In a word, this course is atrocious. The photos on the Disc Golf Course Review Media tab appear like a country club compared to what is present out there today. The course is unmaintained (except for an occasional bush-whacking of the pasture), surrounded by soggy bottomland that is covered with insects and poison ivy and undergrowth, and has the appearance that, at any moment, a leather-faced man in denim overalls with a black crow on his shoulder might run out of the trees and toss an axe at you. Although one might practice on a couple of holes, like #1, #3 and #4 (if they don't mind chasing their discs in an unmowed pasture), a player cannot even play the wooded holes if they made the foolish decision to protect their eyes, roll up their socks, and leap through the prickers to try it...it's far too overgrown on holes #5, #6, #7 to even see the basket.
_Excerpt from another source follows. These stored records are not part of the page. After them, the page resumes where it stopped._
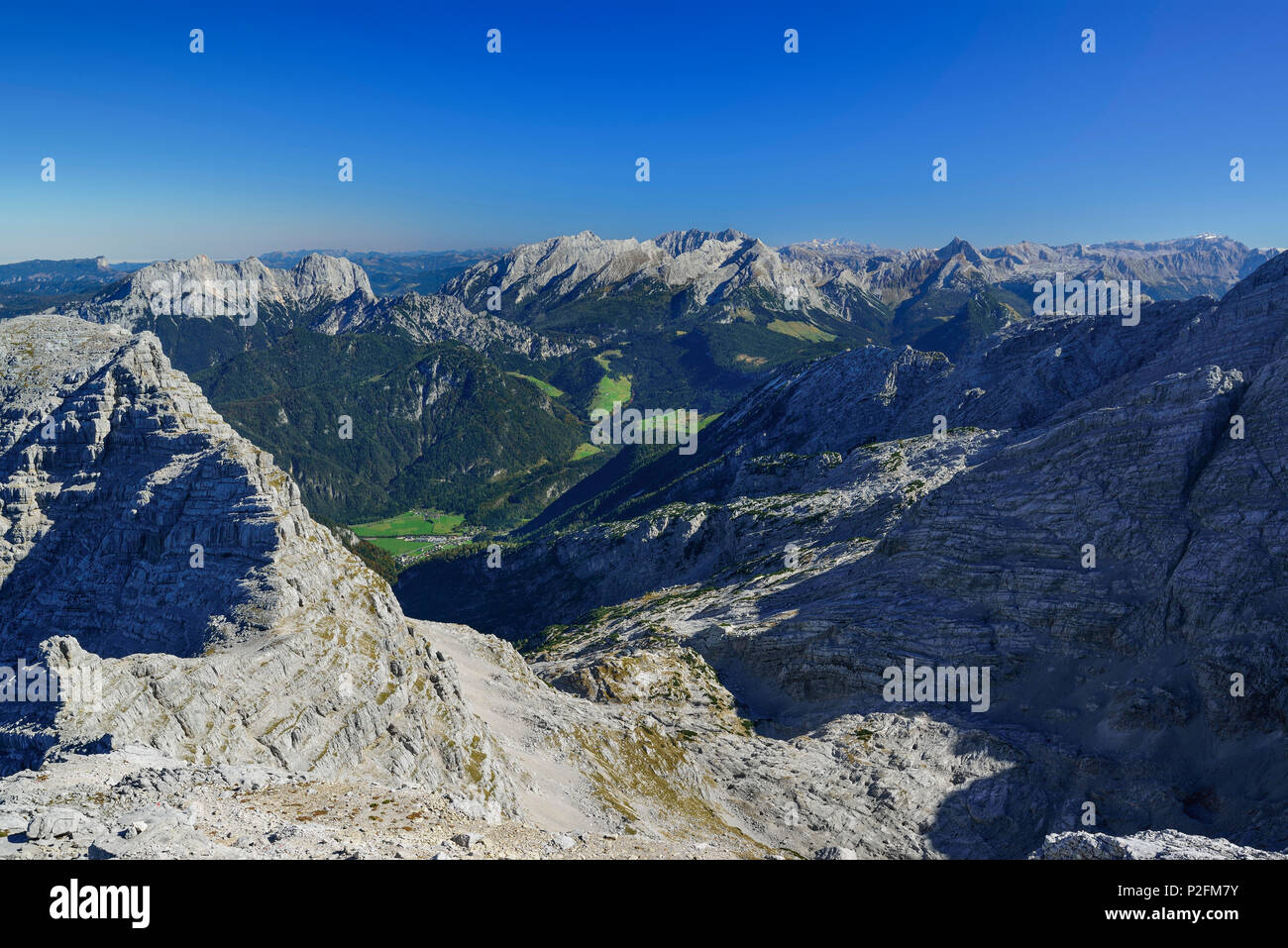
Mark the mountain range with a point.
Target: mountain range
(1093, 511)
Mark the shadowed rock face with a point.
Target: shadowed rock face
(1115, 685)
(150, 549)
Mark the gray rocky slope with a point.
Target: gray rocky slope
(269, 644)
(836, 278)
(726, 703)
(326, 294)
(822, 532)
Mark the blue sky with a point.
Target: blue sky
(162, 154)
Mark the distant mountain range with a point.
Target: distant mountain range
(691, 318)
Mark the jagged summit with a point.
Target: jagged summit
(146, 543)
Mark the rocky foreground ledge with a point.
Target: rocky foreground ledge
(261, 693)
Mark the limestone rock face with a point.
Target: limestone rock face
(149, 550)
(1151, 844)
(836, 277)
(314, 283)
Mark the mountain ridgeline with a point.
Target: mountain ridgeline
(532, 339)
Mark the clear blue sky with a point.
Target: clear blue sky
(162, 154)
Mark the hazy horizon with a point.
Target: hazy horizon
(503, 248)
(162, 153)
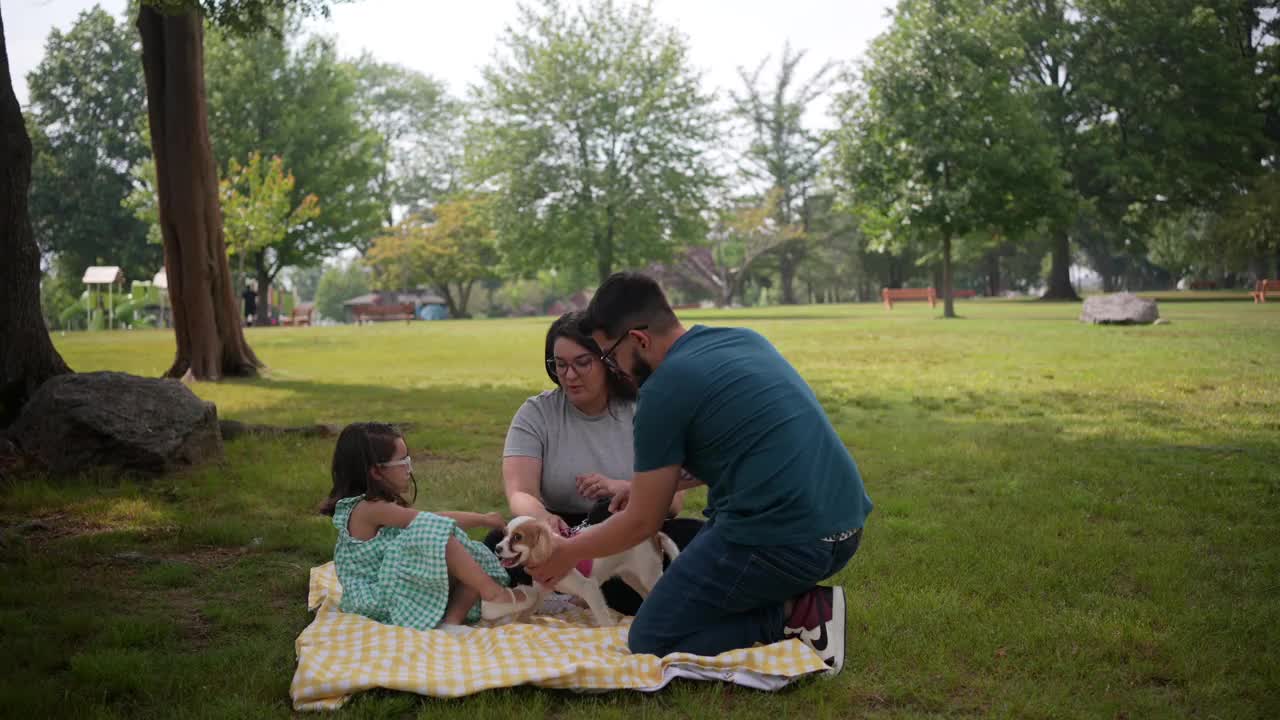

Those crawling into the woods, I feel confident, would never be seen or heard from again, with the local sheriff's bloodhounds finding little more than a couple of mud-covered Frisbees and an incomplete scorecard totaling 23 strokes and ending at hole #4.
It was with a mysterious anticipation that my son and I drove to LeRoy to check out this course. As the reviews here are over two years old, maybe something has been done to improve the course. Surely, I thought, the good people of LeRoy have a conscience.
It was with terrible remorse and soggy socks that we splashed our way out of the damp pasture (weather was 80F and it hadn't rained for a week) after hacking along for four holes total, skipping the inaccessible ones in the woods, and not being able to properly locate 2-3 more holes that seem to have vanished into thin air. We entered optimistically, but left feeling like a dog that had been struck on the snout with a rolled newspaper. And, like that dog, we had little idea what we had done to deserve such punishment, seemingly inflicted upon us by a difficult master who harbored a deep grudge.
It is a crying shame that the baskets are not moved by LeRoy into a more appropriate setting. With the Ledgestone Open playing courses in nearby Washington, Eureka, Peoria, etc, and much superior courses in Blo-No, just west, the LeRoy course remains, in 2016, like soiled diapers found on a neglected infant thanks to uncaring parents. If only there was a dept. of family disc golf social services to take away the baskets and give them to a warm and loving foster home; should a court order, signed by the judge, be necessary, so be it.
Perhaps--and this is a stretch--if you visited the course in the late fall, with pasture grass dead and brown, leaves off the trees, poison ivy dried up and the surrounding swamp hardened by frost, and used the most fluorescent disc you own so that it can be seen among the fallen trees, poisonous mushrooms, and fungal wood rot (and maybe a rabid possum wouldn't ramble off with your disc if it's unappetizing neon pink), you could play a full round and escape alive to tell about it. Any player who might wish to attempt this feat, though, is advised to avoid playing at dusk, when long autumn shadows can play tricks on the eyes and mind, and even the bravest golfer will drain their bladder when they come abruptly face-to-face with a frightening hobgoblin within the timbers, imagined when they suddenly run into a rusted Discatcher smack in the middle of the woods where no sane human would stick such a device.
No one can hear you scream at Leroy Disc Golf except maybe the farmer in the deserted-appearing homestead in the next field over, and something tells me that he's not going to rescue you as he's licking his chops for an excuse to plant corn and beans in this unloved and forgotten farm field, finally ridding himself of those darned city slickers who arrive with fancy bags full of plastic Wham-o "pie tins" and who get their Saabs stuck in the mud.
Summary: I would not play this course if I lived in a treehouse in the woods alongside it, let alone drive to it from any surrounding town.